Kitty Ussher, Chief Economist at the Institute of Directors, said that the twin threats of high inflation and Brexit disruption are deterring investment:
‘Disappointment in the performance of the UK macroeconomy, in particular around inflation but also in the everyday impact of Brexit, is affecting the very real investment decisions of business leaders.
‘We can now see a clear connection between the slide in the confidence that directors have in the UK macroeconomy and a trend of increasing caution around investment.’
Looking ahead, Sterling’s outlook isn’t much better. Political uncertainty could continue to hurt GBP exchange rates as the beleaguered Prime Minister Boris Johnson tries to shore up support in the wake of the ‘partygate’ report.
If enough Tory MPs submit letters of no confidence, the government could face a leadership crisis at a challenging time for the country.
In the UK, Thursday and Friday are bank holidays to celebrate the Queen’s Platinum Jubilee.

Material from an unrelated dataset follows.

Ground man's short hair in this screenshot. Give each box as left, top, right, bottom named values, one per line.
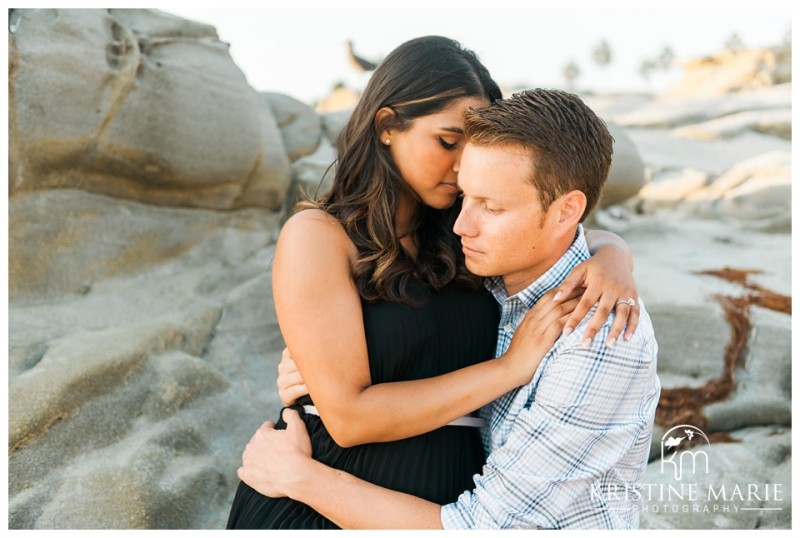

As a result, GBP trading conditions could be thin, which may leave Sterling open to more losses.
BoC in Focus for Canadian Dollar (CAD)
Meanwhile, the Canadian Dollar has risen today as a spike in oil prices boosted the commodity-linked ‘Loonie’.
After pulling back yesterday, today WTI crude jumped from just shy of $115 up to $116.50 a barrel.
CAD gains may be limited ahead of the Bank of Canada (BoC) interest rate decision this afternoon, however. Investors may be rather hesitant to place aggressive bets.
Economists expect the BoC to hike interest rates by 50 basis points once again. This would bring the central bank’s overnight rate to 1.5%.
The Canadian Dollar could rise if the bank hikes rates, although it is likely already priced into the currency. Therefore, CAD investors will be more interested in the bank’s forward guidance. If the BoC signals that it plans to keep aggressively tightening monetary policy, CAD could climb.